Model-Based Reinforcement Learning Using Custom Training Loop
This example shows how to define a custom training loop for a model-based reinforcement learning (MBRL) algorithm. You can use this workflow to train an MBRL policy with your custom training algorithm using policy and value function approximators from Reinforcement Learning Toolbox™ software.
For an example on how to use the built in model-based policy optimization (MBPO) agent, see Train MBPO Agent to Balance Continuous Cart-Pole System. For an overview of built-in MBPO agents, see Model-Based Policy Optimization (MBPO) Agent.
In this example, you use transition models to generate more experiences while training a custom DQN [2] agent in a cart-pole environment. The algorithm used in this example is based on an MBPO algorithm [1]. The original MBPO algorithm trains an ensemble of stochastic models and a soft actor-critic (SAC) agent in tasks with continuous actions. In contrast, this example trains three deterministic models and a DQN agent in a task with discrete actions. The following figure summarizes the algorithm used in this example.
The agent generates real experiences by interacting with the environment. These experiences are used to train a set of transition models, which are used to generate additional experiences. The training algorithm then uses both the real and generated experiences to update the agent policy.
Create Environment
For this example, a reinforcement learning policy is trained in a discrete cart-pole environment. The objective in this environment is to balance the pole by applying forces (actions) on the cart. Create the environment using the rlPredefinedEnv
function. Fix the random generator seed for reproducibility. For more information on this environment, see Load Predefined Control System Environments.
clear
clc
rngSeed = 1;
rng(rngSeed);
env = rlPredefinedEnv("CartPole-Discrete");
Extract the observation and action specifications from the environment.

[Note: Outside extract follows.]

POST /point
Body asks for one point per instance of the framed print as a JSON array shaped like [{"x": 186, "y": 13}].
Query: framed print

obsInfo = getObservationInfo(env); actInfo = getActionInfo(env);
Obtain the number of observations (numObservations
) and actions (numActions
).
numObservations = obsInfo.Dimension(1); % Number of discrete actions, -10 or 10 numActions = numel(actInfo.Elements); numContinuousActions = 1; % force
Critic Construction
DQN agents use a parametrized Q-value function approximator to estimate the value of the policy. Since DQN agents have a discrete action space, you have the option to create a vector (that is multi-output) Q-value function critic, which is generally more efficient than a comparable single-output critic.
A vector Q-value function takes only the observation as input and returns as output a single vector with as many elements as the number of possible actions. The value of each output element represents the expected discounted cumulative long-term reward when an agent starts from the state corresponding to the given observation and executes the action corresponding to the element number (and follows the given policy afterwards).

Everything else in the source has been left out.